Monday, 19 March 2018

Moving tribute to pioneer of affordable car

TIME was turned back as 62 Morris cars came together at Nuffield Place.

TIME was turned back as 62 Morris cars came together at Nuffield Place.

A procession of vehicles was staged to mark the 100th anniversary of when the first Bullnose Morris left the manufacturer’s factory at Cowley, Oxford, on March 29, 1913.

Vehicles parked at William Morris’ former home included cars from as early as 1914 and some were driven on public roads for the first time in more than 25 years.

Jane Greenhaf, general manager of the National Trust property, said: “There are many events going on around Oxfordshire to celebrate the centenary and this is a culmination of that.

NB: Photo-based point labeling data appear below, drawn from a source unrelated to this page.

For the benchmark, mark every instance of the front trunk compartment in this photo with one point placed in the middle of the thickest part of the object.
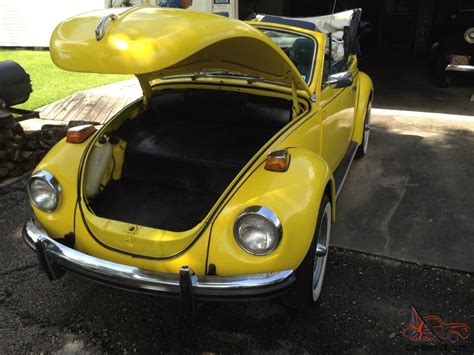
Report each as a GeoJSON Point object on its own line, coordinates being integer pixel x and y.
{"type": "Point", "coordinates": [182, 153]}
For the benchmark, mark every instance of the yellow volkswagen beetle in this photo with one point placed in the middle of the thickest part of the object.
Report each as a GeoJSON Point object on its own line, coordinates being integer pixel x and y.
{"type": "Point", "coordinates": [221, 182]}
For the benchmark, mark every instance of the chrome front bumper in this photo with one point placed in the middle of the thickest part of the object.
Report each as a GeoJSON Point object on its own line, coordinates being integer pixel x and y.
{"type": "Point", "coordinates": [460, 68]}
{"type": "Point", "coordinates": [56, 258]}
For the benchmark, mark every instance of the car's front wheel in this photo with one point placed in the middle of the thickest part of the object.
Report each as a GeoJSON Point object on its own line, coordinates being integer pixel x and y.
{"type": "Point", "coordinates": [310, 274]}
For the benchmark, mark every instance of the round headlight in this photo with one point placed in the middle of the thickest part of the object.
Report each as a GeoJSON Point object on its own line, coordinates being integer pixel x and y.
{"type": "Point", "coordinates": [258, 230]}
{"type": "Point", "coordinates": [44, 191]}
{"type": "Point", "coordinates": [469, 35]}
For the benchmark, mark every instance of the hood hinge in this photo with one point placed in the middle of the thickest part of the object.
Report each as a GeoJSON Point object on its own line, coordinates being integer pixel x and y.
{"type": "Point", "coordinates": [294, 93]}
{"type": "Point", "coordinates": [146, 88]}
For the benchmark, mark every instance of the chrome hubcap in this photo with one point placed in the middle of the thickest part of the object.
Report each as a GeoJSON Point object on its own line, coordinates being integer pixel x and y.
{"type": "Point", "coordinates": [321, 252]}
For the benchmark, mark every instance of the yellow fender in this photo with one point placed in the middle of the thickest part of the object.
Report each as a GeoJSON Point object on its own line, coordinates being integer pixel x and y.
{"type": "Point", "coordinates": [366, 91]}
{"type": "Point", "coordinates": [63, 162]}
{"type": "Point", "coordinates": [294, 196]}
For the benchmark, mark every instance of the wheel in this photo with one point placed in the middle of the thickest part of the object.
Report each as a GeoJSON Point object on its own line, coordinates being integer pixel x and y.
{"type": "Point", "coordinates": [362, 150]}
{"type": "Point", "coordinates": [310, 274]}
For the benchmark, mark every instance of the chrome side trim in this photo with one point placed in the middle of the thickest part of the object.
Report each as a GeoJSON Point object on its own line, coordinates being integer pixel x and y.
{"type": "Point", "coordinates": [460, 68]}
{"type": "Point", "coordinates": [136, 279]}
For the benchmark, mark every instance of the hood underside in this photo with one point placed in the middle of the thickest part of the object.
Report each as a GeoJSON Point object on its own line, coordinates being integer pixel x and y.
{"type": "Point", "coordinates": [155, 42]}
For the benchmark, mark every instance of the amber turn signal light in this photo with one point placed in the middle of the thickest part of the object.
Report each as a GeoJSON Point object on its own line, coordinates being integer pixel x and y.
{"type": "Point", "coordinates": [278, 161]}
{"type": "Point", "coordinates": [79, 134]}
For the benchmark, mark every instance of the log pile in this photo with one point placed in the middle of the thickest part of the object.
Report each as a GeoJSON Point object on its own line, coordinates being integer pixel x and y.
{"type": "Point", "coordinates": [21, 151]}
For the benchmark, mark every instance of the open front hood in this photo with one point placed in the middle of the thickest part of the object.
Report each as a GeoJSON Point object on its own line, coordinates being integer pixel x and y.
{"type": "Point", "coordinates": [154, 42]}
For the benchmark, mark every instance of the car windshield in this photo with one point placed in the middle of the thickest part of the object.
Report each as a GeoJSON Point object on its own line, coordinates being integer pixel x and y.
{"type": "Point", "coordinates": [299, 48]}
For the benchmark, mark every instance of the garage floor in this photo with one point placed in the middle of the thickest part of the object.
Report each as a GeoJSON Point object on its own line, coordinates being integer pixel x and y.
{"type": "Point", "coordinates": [411, 197]}
{"type": "Point", "coordinates": [406, 83]}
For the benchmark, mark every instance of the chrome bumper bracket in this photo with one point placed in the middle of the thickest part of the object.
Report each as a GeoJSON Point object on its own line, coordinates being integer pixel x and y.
{"type": "Point", "coordinates": [51, 270]}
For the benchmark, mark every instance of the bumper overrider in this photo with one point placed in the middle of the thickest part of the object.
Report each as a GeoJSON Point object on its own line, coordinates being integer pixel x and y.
{"type": "Point", "coordinates": [56, 258]}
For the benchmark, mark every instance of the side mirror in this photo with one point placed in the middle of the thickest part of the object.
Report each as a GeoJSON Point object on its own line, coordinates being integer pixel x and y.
{"type": "Point", "coordinates": [340, 80]}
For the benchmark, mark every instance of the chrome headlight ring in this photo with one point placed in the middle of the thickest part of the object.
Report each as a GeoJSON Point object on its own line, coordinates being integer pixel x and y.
{"type": "Point", "coordinates": [51, 199]}
{"type": "Point", "coordinates": [265, 226]}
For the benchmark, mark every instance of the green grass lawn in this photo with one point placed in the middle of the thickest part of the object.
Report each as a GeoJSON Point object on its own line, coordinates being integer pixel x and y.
{"type": "Point", "coordinates": [51, 83]}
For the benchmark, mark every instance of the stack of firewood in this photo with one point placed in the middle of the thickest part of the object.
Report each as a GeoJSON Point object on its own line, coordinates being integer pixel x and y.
{"type": "Point", "coordinates": [20, 151]}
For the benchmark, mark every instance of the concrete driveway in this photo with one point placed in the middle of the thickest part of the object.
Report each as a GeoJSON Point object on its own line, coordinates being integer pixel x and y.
{"type": "Point", "coordinates": [411, 198]}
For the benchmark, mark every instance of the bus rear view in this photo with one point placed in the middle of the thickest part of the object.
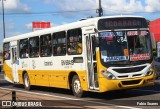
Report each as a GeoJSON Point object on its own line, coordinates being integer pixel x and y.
{"type": "Point", "coordinates": [125, 53]}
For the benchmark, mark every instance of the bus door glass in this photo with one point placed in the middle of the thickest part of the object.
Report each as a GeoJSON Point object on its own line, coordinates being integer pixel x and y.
{"type": "Point", "coordinates": [14, 63]}
{"type": "Point", "coordinates": [91, 63]}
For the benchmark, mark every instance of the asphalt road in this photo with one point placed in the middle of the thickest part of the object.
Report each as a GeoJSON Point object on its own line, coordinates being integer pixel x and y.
{"type": "Point", "coordinates": [130, 99]}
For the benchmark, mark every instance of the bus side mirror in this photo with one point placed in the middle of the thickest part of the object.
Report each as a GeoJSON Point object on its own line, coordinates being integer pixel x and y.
{"type": "Point", "coordinates": [95, 41]}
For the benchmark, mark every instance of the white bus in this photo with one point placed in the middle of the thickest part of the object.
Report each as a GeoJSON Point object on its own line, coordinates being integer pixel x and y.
{"type": "Point", "coordinates": [97, 54]}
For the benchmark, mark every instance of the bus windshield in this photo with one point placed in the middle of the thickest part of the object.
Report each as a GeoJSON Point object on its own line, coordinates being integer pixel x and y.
{"type": "Point", "coordinates": [125, 46]}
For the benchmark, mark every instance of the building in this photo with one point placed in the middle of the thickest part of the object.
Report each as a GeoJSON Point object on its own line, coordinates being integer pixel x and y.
{"type": "Point", "coordinates": [155, 29]}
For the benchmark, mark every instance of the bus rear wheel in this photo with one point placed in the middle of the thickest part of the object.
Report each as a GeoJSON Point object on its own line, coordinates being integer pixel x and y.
{"type": "Point", "coordinates": [76, 87]}
{"type": "Point", "coordinates": [26, 82]}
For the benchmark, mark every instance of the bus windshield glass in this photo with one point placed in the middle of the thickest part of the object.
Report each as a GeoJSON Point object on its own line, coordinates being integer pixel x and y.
{"type": "Point", "coordinates": [125, 46]}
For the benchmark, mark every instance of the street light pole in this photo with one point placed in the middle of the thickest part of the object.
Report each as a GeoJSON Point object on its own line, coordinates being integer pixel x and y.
{"type": "Point", "coordinates": [3, 19]}
{"type": "Point", "coordinates": [100, 10]}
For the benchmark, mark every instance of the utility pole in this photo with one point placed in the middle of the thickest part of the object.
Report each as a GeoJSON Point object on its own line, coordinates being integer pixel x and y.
{"type": "Point", "coordinates": [3, 19]}
{"type": "Point", "coordinates": [100, 10]}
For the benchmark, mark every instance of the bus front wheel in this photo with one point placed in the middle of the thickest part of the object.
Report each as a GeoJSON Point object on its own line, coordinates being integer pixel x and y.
{"type": "Point", "coordinates": [76, 87]}
{"type": "Point", "coordinates": [26, 82]}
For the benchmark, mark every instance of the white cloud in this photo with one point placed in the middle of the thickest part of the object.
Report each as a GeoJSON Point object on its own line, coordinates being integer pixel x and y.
{"type": "Point", "coordinates": [152, 5]}
{"type": "Point", "coordinates": [109, 6]}
{"type": "Point", "coordinates": [12, 5]}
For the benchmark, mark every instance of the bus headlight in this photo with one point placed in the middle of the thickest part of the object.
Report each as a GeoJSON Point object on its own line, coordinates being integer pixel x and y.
{"type": "Point", "coordinates": [108, 74]}
{"type": "Point", "coordinates": [150, 72]}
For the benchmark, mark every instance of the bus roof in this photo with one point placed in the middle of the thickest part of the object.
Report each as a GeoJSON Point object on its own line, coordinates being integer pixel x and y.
{"type": "Point", "coordinates": [78, 24]}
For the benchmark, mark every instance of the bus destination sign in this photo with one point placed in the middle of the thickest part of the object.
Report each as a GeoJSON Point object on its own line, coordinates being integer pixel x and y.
{"type": "Point", "coordinates": [121, 23]}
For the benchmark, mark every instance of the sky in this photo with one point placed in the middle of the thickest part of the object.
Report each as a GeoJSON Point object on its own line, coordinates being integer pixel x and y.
{"type": "Point", "coordinates": [19, 14]}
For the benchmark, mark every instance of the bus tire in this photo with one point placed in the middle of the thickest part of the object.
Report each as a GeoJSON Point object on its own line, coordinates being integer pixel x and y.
{"type": "Point", "coordinates": [26, 82]}
{"type": "Point", "coordinates": [76, 87]}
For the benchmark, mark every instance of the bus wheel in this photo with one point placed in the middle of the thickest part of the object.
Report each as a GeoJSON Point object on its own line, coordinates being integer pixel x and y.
{"type": "Point", "coordinates": [76, 87]}
{"type": "Point", "coordinates": [26, 82]}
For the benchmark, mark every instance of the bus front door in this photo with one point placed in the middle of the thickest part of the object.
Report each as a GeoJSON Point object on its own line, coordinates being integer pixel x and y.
{"type": "Point", "coordinates": [14, 64]}
{"type": "Point", "coordinates": [91, 63]}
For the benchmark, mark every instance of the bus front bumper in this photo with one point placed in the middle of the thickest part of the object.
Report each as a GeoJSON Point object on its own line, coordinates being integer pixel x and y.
{"type": "Point", "coordinates": [108, 85]}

“The partnership between the car clubs and the National Trust is really important in keeping Lord Nuffield’s legacy alive.He was one of the greatest businessmen, entrepreneurs and philanthropists of the 20th century.” The event featured cars belonging to members of the Bullnose Morris Club and it was the first time all the White and Poppe Bullnose cars had been together.

Relatives of Lord Nuffield and his financial backer, the 7th Earl of Macclesfield, were also present.

Club registrar Margaret Goding, who organised the vehicle procession, said: “We had people come from as far as Scotland and it was great to see them all together. There are so few of these cars surviving and even fewer that are roadworthy.”

Lord Nuffield pioneered mass car production, manufacturing the first truly affordable cars in Britain.

He and his wife Elizabeth had no children, so he disbursed a large part of his massive fortune to charitable causes. He lived in Nuffield from 1933 until his death in 1963.